When Tucker was in elementary school he got to go to Ms. O’Brien’s room.  She was his Special Education teacher, but he didn’t really know that.  Notice I used the words ‘got to go.’  I am, by nature, a word girl and try to select my language carefully.  I decided early on that seeing Ms. O’Brien should never be a ‘have to’ it should always be a ‘get to.’  You GET TO have a special teacher.  You GET TO have one on one time.  You GET TO have a special place to go.

His Special Education classroom experience needed to be seen as a benefit, not a detriment.  It was something he got to do…not some type of punishment.

One day, in 1st grade, he finally asked.  I told him point-blank.  “You have autism.  It means that your brain works different from most children.  It doesn’t mean you are less smart or smarter.  It doesn’t mean you are better or worse.  It simply means you are different, and different is good. We are all different.  We all have different colored skin.  We all have different colored hair.  We all have different colored eyes.  It’s just different, like every snowflake is different – but every flake is beautiful and sparkly in its own way.”

snowflake-vectors-preview

Yes, I really do talk like that.  I know it can be annoying…but it’s my style.

His reaction?

Reaction #1:  “Well, when did I catch that?”

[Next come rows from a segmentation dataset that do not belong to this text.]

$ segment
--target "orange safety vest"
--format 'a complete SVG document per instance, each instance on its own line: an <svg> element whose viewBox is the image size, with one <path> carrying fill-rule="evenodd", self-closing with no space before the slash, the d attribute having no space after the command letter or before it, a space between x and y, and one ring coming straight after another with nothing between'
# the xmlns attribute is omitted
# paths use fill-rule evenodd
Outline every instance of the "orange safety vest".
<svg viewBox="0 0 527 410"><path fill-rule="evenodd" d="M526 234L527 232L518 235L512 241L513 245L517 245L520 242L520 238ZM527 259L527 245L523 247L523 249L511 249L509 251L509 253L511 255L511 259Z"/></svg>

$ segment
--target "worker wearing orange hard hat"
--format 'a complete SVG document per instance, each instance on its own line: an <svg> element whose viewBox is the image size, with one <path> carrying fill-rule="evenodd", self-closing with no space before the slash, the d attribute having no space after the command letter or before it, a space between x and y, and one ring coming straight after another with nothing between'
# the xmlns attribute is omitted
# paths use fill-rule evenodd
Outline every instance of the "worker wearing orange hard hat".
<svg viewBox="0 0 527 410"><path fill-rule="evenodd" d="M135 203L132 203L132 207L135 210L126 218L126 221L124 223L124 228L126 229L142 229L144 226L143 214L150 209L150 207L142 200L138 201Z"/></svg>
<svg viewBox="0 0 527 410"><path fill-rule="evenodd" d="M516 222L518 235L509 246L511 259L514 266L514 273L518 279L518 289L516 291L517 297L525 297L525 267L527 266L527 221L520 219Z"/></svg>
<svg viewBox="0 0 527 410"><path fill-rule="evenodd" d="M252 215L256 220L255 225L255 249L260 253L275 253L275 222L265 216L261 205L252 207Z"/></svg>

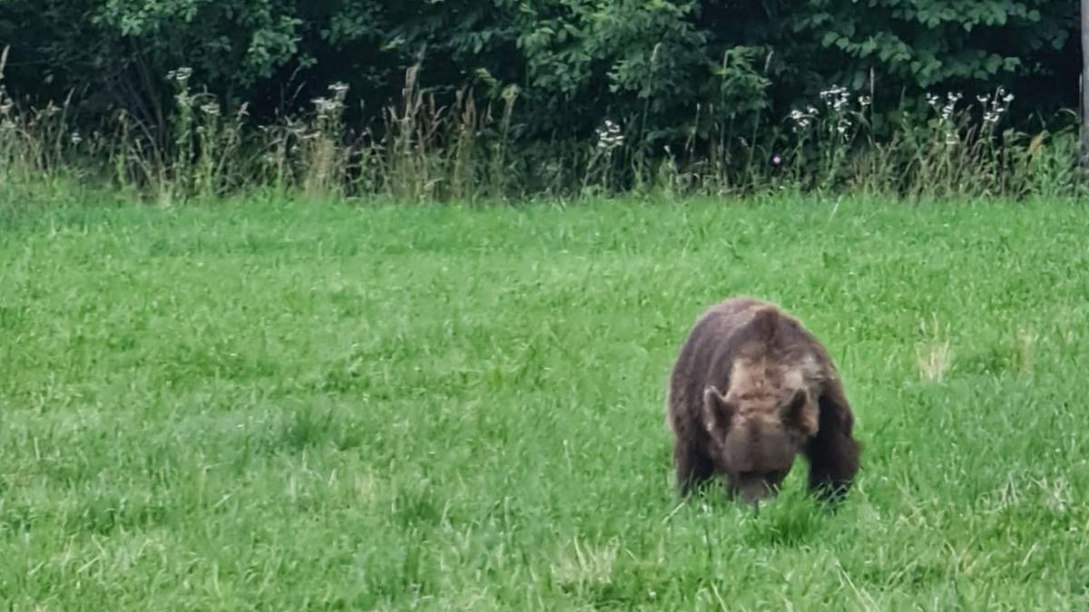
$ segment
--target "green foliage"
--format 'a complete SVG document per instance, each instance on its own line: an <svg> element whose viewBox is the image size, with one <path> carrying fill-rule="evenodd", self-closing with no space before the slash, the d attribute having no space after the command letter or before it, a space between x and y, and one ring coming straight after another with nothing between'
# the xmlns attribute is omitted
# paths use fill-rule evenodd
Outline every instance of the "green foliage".
<svg viewBox="0 0 1089 612"><path fill-rule="evenodd" d="M421 86L443 100L467 84L493 100L518 87L537 135L638 115L651 139L675 138L697 107L772 103L781 117L832 84L872 87L882 110L903 97L921 108L927 89L1005 85L1026 111L1050 112L1076 94L1076 28L1061 0L4 0L0 11L13 90L77 88L96 102L85 113L125 108L160 128L167 73L182 66L197 90L261 117L343 82L374 119L419 62Z"/></svg>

I told him he didn’t catch it.  It’s how he was born.  It’s how God wanted his brain to be.  Different, unique, and wonderful.

Reaction #2:  “Do I take medicine to make it go away?”

You know how sometimes you have that moment that is so clear in your brain you could sketch it, put dialogue to it, and perform it in front of an audience with eerie precision?  This was one of those moments. We were driving home from school.  I pulled into the Casey’s parking lot.  I stopped the car and put it into park.  I took a deep breath and told myself to hold back the tears.  I turned around and looked his straight in the eye.  I calmly and logically answered him…

“No.  It won’t ever go away.  What we will do though is work together to help you achieve all that you can achieve.  You can do everything that you want.  Anything that you put your mind to.  I will help you.  We will do it together. Got it?”

He answered yes with a smile.

So, that’s where we are.  Years before I heard Mrs Travers’ fateful words, “They all had difficulties. Jane can do anything that anyone else can do, do you understand?” I had said the same thing to Tucker.  There will come a day that I cannot advocate for him and he will be on his own – and that transition must begin happening…about now.  So tomorrow I’ll write about how that transition has been going….

Yes…with a smile.  Yes, you can do anything that anyone else can do.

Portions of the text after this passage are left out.